Пытался отшутиться, но она оставалась серьезной, неулыбчивой, а он, подобно большинству мужчин, не признавал никаких кардинальных перемен в жизни, не любил, просто на дух не выносил выяснения отношений.
— Пусть сперва кончится война, — говорил.
И она надеялась, ночами подолгу не спала, все представляла себе, как-то они заживут с Васей на гражданке, заживут открыто, не таясь, ни от кого не прячась.
Он, к слову, не пытался скрыть от нее ничего. В первый же день рассказал: женат, двое детей, жена педагог в школе.
— Красивая? — спросила Сима, ждала затаив дыхание: что-то он скажет?

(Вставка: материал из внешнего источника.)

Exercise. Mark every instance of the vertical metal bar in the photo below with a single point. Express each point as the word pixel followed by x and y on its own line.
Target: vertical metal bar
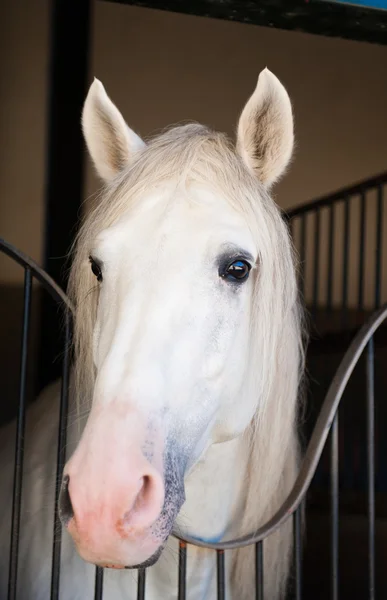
pixel 362 225
pixel 259 571
pixel 303 253
pixel 316 263
pixel 371 467
pixel 335 508
pixel 182 570
pixel 345 259
pixel 98 586
pixel 19 450
pixel 61 457
pixel 330 256
pixel 67 88
pixel 298 551
pixel 378 261
pixel 141 584
pixel 220 574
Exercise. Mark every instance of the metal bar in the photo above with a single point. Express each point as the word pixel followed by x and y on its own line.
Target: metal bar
pixel 141 584
pixel 19 450
pixel 61 457
pixel 220 575
pixel 316 443
pixel 345 260
pixel 316 262
pixel 378 262
pixel 259 571
pixel 335 508
pixel 98 586
pixel 298 551
pixel 352 190
pixel 371 467
pixel 362 225
pixel 330 257
pixel 68 82
pixel 182 570
pixel 303 254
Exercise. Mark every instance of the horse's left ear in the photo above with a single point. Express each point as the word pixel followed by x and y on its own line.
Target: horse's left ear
pixel 111 143
pixel 265 131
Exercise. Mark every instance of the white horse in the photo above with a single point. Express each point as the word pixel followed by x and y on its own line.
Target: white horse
pixel 188 358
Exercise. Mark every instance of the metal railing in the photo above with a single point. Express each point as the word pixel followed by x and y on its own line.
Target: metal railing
pixel 341 240
pixel 327 423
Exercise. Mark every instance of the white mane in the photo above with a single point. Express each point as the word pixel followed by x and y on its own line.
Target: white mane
pixel 194 153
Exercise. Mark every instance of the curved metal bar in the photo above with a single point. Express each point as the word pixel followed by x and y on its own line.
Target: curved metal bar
pixel 25 261
pixel 315 446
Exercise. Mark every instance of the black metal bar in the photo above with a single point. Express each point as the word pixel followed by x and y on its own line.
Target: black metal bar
pixel 182 570
pixel 61 456
pixel 141 584
pixel 68 75
pixel 345 273
pixel 335 508
pixel 303 253
pixel 321 430
pixel 352 190
pixel 378 262
pixel 371 467
pixel 316 262
pixel 330 256
pixel 362 224
pixel 259 571
pixel 297 551
pixel 19 450
pixel 98 586
pixel 221 590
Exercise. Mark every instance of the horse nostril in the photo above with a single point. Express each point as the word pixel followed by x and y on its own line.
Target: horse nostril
pixel 65 507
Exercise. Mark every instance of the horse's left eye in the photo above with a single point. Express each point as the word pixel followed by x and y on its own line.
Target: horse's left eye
pixel 237 271
pixel 95 267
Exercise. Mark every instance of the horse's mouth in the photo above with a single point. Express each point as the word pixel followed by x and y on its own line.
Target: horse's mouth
pixel 150 561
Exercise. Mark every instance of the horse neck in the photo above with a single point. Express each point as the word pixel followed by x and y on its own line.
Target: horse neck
pixel 215 491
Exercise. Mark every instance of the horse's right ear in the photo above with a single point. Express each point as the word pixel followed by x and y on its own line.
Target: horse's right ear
pixel 111 143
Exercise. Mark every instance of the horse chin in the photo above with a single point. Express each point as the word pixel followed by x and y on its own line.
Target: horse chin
pixel 150 561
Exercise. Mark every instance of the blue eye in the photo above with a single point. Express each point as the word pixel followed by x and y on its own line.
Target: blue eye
pixel 237 271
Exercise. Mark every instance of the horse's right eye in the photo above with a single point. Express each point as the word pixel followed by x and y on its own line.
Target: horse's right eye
pixel 96 268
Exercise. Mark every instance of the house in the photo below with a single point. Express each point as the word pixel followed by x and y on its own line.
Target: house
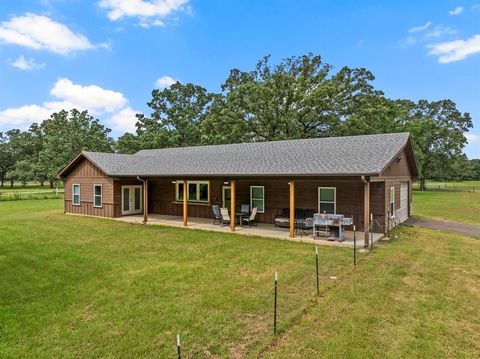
pixel 367 178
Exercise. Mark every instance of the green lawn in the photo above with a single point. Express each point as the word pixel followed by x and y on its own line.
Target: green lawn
pixel 29 187
pixel 450 206
pixel 30 191
pixel 75 286
pixel 451 185
pixel 416 297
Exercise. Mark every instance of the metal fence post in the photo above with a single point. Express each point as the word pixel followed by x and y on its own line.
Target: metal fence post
pixel 354 247
pixel 316 270
pixel 275 305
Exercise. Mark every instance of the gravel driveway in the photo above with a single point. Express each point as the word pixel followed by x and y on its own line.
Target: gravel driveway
pixel 462 228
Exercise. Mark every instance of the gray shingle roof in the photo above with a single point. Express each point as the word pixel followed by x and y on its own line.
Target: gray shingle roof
pixel 349 155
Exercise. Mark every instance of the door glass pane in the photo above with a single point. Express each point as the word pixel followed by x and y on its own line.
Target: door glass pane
pixel 203 192
pixel 137 198
pixel 327 207
pixel 126 199
pixel 227 197
pixel 192 191
pixel 180 192
pixel 259 204
pixel 327 194
pixel 257 192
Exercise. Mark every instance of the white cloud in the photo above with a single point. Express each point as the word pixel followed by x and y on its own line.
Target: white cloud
pixel 95 99
pixel 124 120
pixel 42 33
pixel 439 31
pixel 471 137
pixel 420 28
pixel 164 82
pixel 23 64
pixel 456 50
pixel 90 97
pixel 408 41
pixel 22 115
pixel 150 12
pixel 457 11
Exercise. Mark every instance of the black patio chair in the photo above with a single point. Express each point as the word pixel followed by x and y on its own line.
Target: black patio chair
pixel 217 216
pixel 250 220
pixel 225 217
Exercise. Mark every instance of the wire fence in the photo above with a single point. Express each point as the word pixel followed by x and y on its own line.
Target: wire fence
pixel 448 186
pixel 19 196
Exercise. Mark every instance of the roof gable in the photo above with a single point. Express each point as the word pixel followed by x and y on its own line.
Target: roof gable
pixel 340 156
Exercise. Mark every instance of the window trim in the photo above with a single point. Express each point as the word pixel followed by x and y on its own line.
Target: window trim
pixel 334 199
pixel 391 203
pixel 96 195
pixel 197 183
pixel 223 194
pixel 263 199
pixel 73 194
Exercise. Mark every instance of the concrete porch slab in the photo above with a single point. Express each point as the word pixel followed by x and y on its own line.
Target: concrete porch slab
pixel 262 229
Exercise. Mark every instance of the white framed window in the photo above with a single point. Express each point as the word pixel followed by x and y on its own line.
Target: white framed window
pixel 327 200
pixel 76 194
pixel 226 197
pixel 257 198
pixel 197 191
pixel 97 195
pixel 392 202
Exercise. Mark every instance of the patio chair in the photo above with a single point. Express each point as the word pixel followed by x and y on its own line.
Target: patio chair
pixel 225 217
pixel 251 220
pixel 320 225
pixel 217 216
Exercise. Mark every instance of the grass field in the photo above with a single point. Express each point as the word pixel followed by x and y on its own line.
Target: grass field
pixel 450 185
pixel 29 187
pixel 416 297
pixel 449 206
pixel 75 286
pixel 30 191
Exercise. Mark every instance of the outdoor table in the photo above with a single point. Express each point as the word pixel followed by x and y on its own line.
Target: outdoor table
pixel 239 215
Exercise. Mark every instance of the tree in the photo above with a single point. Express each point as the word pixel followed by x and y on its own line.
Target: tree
pixel 65 135
pixel 438 132
pixel 22 172
pixel 19 148
pixel 177 114
pixel 299 98
pixel 6 157
pixel 128 143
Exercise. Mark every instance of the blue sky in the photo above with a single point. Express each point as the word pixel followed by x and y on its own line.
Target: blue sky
pixel 108 55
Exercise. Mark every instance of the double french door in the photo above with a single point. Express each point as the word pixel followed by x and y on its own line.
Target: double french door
pixel 132 202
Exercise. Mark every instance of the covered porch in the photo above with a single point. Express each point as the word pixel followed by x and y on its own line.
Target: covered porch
pixel 169 203
pixel 261 229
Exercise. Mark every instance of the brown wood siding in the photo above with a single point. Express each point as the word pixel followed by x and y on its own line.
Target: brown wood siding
pixel 87 175
pixel 117 194
pixel 349 201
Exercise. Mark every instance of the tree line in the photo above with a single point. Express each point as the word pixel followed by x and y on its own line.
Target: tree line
pixel 300 97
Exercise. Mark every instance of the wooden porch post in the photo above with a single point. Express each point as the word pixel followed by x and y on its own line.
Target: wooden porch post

— Вроде бы неплохая, — ответил он.
— Покажи карточку, — попросила она.
Ответ его обрадовал Симу:
— Нет у меня ее карточки.
— Нет? — Сима не сумела скрыть своей радости: стало быть, не очень-то он любит свою жену, если не хранит при себе ее карточки.
— Я тебе лучше своих ребятишек покажу, — сказал он.
Ребятишки, девочка лет девяти на вид и мальчик, года на три, на четыре младше ее, походили на отца, большеротые, лобастые, у обоих одинаково горячие, должно быть, темно-карие, как и у него, глаза, широко вырезанные, открытые.
— Хороши у меня наследники? — спросил он горделиво.
— Хороши.
Сима покривила душой, слукавила: ребята ей совсем не понравились, но зачем же обижать его? Наверно, ему собственные дети кажутся лучше, красивее всех.
И все-таки, несмотря ни на что, она задумала отбить его от семьи. Разве так не бывает? Ее собственный дядя, брат мамы, уже немолодой, за тридцать, взял да и бросил свою жену и сына, ушел к другой женщине. Сима видела ее как-то: ничего особенного, женщина как женщина, а вот, поди ж ты, сумела настоять на своем, увести от жены и сына. Неужели она, Сима, так не сумеет?